Nonetheless, recent work on novel motor designs has resulted in highly dynamic, controllable motors. Researchers are developing a joint that integrates motors and adjustable springs, a system that can delicately respond to external impacts. More sophisticated motors already have built-in pressure sensing, and they can achieve extremely fast control. The motor's electronics can sense the external pressure acting on the motor and react to these pressures in real time to output any desired stiffness and tenacity. One day, this will allow robotic arms to perform strong and safe handshakes, origami, and even crack eggs while keeping the yolk intact. One of the reasons why motors have advanced is that although they do not follow Moore's Law themselves, they benefit from the continuous advancement of embedded control circuits and software, so that Moore's Law can influence future motor technology in another way.

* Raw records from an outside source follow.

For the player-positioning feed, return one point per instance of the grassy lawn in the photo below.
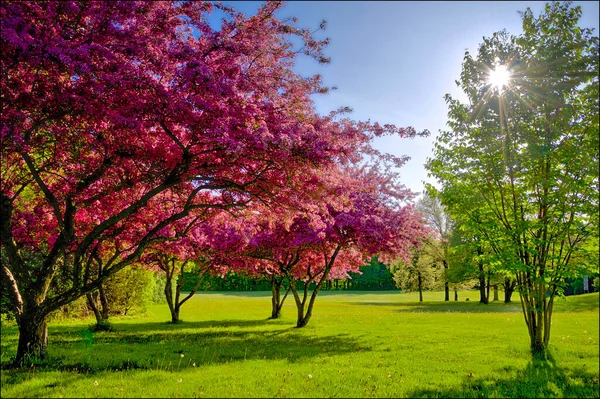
(358, 344)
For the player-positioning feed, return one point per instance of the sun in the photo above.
(499, 77)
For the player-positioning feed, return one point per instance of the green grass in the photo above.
(356, 345)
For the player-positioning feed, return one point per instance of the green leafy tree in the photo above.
(420, 274)
(519, 164)
(438, 245)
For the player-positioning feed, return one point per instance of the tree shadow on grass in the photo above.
(160, 346)
(448, 307)
(542, 378)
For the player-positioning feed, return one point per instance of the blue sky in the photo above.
(393, 61)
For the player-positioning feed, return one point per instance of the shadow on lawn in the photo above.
(159, 346)
(448, 307)
(540, 379)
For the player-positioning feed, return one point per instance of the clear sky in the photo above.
(393, 61)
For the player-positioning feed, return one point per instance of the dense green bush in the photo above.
(131, 290)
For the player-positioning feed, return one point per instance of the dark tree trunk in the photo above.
(304, 316)
(487, 287)
(276, 300)
(101, 313)
(496, 292)
(446, 285)
(509, 288)
(33, 337)
(482, 297)
(91, 299)
(173, 308)
(104, 302)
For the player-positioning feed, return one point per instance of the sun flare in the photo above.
(499, 77)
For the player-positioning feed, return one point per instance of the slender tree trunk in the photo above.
(33, 336)
(482, 296)
(487, 287)
(537, 311)
(420, 282)
(276, 300)
(104, 302)
(170, 300)
(446, 285)
(509, 287)
(92, 304)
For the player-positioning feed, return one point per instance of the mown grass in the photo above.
(356, 345)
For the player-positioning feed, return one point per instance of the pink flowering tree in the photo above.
(368, 220)
(122, 118)
(357, 214)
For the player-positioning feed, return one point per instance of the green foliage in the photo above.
(372, 277)
(519, 164)
(360, 344)
(422, 266)
(131, 289)
(158, 288)
(519, 168)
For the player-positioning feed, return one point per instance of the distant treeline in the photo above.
(374, 276)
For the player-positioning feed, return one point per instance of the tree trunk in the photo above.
(537, 310)
(482, 296)
(420, 282)
(33, 337)
(173, 308)
(276, 300)
(92, 304)
(175, 314)
(103, 302)
(509, 287)
(487, 288)
(446, 285)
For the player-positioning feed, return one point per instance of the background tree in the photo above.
(438, 245)
(418, 274)
(519, 165)
(121, 118)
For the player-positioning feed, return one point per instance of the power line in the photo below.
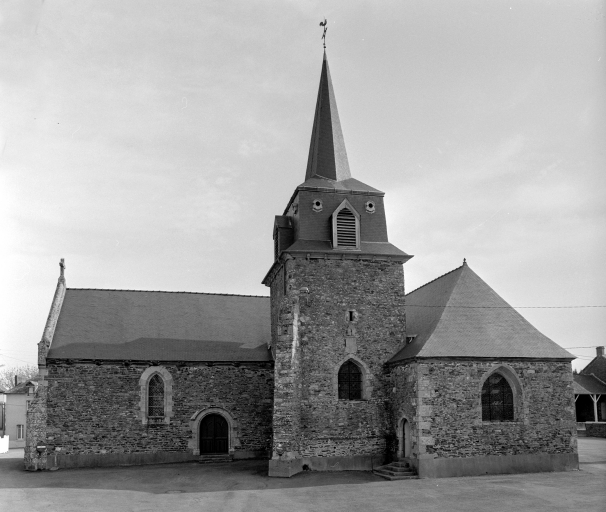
(591, 346)
(502, 307)
(23, 361)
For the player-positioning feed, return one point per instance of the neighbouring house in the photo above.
(590, 396)
(338, 369)
(16, 403)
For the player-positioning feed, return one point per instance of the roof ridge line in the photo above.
(166, 291)
(439, 277)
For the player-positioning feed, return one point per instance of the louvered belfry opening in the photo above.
(346, 229)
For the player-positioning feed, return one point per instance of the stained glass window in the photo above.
(350, 382)
(155, 404)
(497, 399)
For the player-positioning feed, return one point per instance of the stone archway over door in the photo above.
(214, 434)
(405, 438)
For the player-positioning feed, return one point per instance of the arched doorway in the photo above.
(214, 434)
(405, 439)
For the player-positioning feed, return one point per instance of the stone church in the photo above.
(338, 369)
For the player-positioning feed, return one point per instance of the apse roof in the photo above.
(459, 315)
(167, 326)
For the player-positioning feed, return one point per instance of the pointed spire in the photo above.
(327, 155)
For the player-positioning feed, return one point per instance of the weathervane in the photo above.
(323, 24)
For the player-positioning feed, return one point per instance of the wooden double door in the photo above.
(214, 434)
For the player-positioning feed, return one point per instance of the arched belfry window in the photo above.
(350, 381)
(155, 397)
(345, 227)
(497, 399)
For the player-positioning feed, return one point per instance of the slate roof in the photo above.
(587, 385)
(347, 185)
(597, 366)
(166, 326)
(327, 155)
(375, 248)
(466, 318)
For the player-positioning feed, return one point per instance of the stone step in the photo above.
(214, 458)
(396, 471)
(387, 476)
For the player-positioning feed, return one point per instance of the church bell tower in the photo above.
(337, 311)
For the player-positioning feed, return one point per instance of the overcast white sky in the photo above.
(151, 143)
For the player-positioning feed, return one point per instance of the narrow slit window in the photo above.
(350, 382)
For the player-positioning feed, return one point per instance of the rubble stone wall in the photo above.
(95, 409)
(317, 324)
(449, 418)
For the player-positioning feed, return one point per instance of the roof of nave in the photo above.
(459, 315)
(167, 326)
(588, 385)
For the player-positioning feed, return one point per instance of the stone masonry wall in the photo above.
(450, 416)
(374, 290)
(595, 429)
(96, 408)
(285, 339)
(35, 431)
(404, 389)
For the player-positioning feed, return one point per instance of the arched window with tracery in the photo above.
(350, 382)
(155, 397)
(497, 399)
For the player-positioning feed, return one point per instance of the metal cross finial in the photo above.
(324, 24)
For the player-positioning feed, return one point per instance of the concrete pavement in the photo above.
(244, 486)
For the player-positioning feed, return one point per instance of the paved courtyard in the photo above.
(244, 486)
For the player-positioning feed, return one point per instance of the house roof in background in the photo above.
(597, 366)
(459, 315)
(21, 388)
(168, 326)
(588, 385)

2. Learning-based robotic arm control
Current robots also follow the sense-plan-act paradigm. The robot observes the world around it, constructs an internal model, formulates an action plan, and then executes this plan. This is OK in a regular environment, such as visual servoing in the traditional sense mentioned above. But in various messy natural environments in the real world, robotic arms are really messy. So we still need to train robots to reliably handle complex real-world situations!
3. Increase the visual sensor control speed
Humans and animals typically do only very little advance planning in reality, relying mainly on highly developed intelligent feedback mechanisms that use sensory information to correct errors and compensate for perturbations. In tennis, for example, the player constantly looks at the ball and racket, adjusts his hand movements, and ultimately catches the ball in the air. This feedback is fast, efficient and, crucially, can correct errors or unexpected perturbations. The robot uses the image obtained by the visual sensor as feedback information to construct a closed-loop feedback of the robot's position, also known as visual servoing. In recent years, visual servo control systems have been a hot topic in the field of robotics research.
Based on the different ways of utilizing information, visual servo systems can be divided into two categories: one is position-based visual servo system (PBVS), and the other is image-based visual servo system (Image-Based Visual Servo System). Servo system, IBVS). According to the different camera positions, visual servoing can be divided into two types: global vision and local vision (eye-in-hand).
The advantage of global vision is a wider field of view, but the disadvantage is that it has low resolution and target occlusion problems; while the characteristics of local vision are exactly the opposite of global vision. Therefore, some people have proposed a visual servo control method that combines global vision and local vision. The performance of visual servo control is closely related to the calibration errors of cameras and robots, and the accurate calibration of the model is a complex task. Therefore, the calibration-free model of visual servo control has attracted widespread attention. Its main advantage is that it does not need to know the robot model and calibration camera parameters, has adaptive capabilities, and can estimate the Jacobian matrix online.